Question

A flashlight battery is hooked to a toy motor, and then the battery and the connections are sprayed with a water-proof coating. The battery is immersed in a beaker holding 100 mL of water. When the toy motor drives a device that raises a weight of 1.00 kg a distance of 10.0 m, the temperature of the water falls by 0.024 C. Assuming that the heat capacity of the battery is negligible compared to that of the water, Calculate the change in the energy of the battery contents as a result of the chemical reaction that took place in the battery.

Answer 1

Explanation:

Formula to calculate work done by motor is as follows.

         Work done by motor = $mass \times g \times height$

where,   g = gravitational constant = 10 $m/s^{2}$

Therefore, work done by motor is as follows.
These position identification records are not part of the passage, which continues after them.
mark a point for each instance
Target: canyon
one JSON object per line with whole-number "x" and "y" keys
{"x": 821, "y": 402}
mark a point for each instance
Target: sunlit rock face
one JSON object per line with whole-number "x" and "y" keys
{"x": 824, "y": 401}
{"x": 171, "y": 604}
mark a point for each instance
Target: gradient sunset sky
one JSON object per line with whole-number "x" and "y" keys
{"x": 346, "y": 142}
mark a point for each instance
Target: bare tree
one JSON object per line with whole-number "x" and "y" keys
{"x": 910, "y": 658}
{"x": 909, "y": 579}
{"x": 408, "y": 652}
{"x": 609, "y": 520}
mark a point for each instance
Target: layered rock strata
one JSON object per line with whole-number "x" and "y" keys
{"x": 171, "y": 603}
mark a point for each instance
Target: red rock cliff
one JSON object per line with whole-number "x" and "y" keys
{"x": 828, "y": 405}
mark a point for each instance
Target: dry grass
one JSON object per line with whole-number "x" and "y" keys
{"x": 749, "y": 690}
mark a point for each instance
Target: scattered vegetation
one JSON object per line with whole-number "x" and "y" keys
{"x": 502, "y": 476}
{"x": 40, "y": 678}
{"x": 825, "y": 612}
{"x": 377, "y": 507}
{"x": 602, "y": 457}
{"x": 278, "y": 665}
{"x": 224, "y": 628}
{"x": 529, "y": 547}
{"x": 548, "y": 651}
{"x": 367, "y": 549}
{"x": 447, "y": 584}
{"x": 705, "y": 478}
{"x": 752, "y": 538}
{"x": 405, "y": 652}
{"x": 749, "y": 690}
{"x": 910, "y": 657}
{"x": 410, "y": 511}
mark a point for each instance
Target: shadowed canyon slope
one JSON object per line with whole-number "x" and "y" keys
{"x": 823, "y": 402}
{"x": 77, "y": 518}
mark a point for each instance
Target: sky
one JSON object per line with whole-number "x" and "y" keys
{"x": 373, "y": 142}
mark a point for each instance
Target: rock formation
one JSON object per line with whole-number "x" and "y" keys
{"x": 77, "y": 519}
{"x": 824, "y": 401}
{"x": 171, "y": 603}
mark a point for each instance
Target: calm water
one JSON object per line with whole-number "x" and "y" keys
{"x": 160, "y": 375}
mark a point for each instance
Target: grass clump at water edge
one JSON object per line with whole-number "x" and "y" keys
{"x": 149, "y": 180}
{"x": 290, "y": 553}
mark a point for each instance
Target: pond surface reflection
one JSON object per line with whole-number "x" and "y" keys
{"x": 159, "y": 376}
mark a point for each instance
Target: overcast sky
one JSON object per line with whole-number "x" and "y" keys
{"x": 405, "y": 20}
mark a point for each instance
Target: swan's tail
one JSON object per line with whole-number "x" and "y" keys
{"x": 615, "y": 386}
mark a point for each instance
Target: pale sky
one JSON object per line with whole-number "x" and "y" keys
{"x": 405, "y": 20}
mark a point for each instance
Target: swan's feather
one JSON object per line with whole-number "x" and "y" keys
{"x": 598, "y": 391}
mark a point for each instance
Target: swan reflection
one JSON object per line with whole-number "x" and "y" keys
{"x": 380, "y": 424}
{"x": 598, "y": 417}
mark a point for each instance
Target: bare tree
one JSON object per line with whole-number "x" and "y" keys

 Work done by motor = $1.00 kg \times 10 m/s^{2} \times 10.0 m$  

                                  = 100.0 J

Now, heat lost by water will be calculated as follows.

            q = $mC \times \Delta T$

                = $g \times 4.184 J/g^{o}C \times 0.024^{o}C$

                = 10.0 J

Hence, heat gained by motor = heat lost by water

As, heat gained by motor = 10.0 J

So, change in energy = heat gained - work done

Therefore, change in energy will be calculated as follows.  

   Change in energy = heat gained - work done

                                  = (10.0 J) - (100.0 J)

                                   = -90.0 J

Thus, we can conclude that change in the energy of the battery contents is -90.0 J.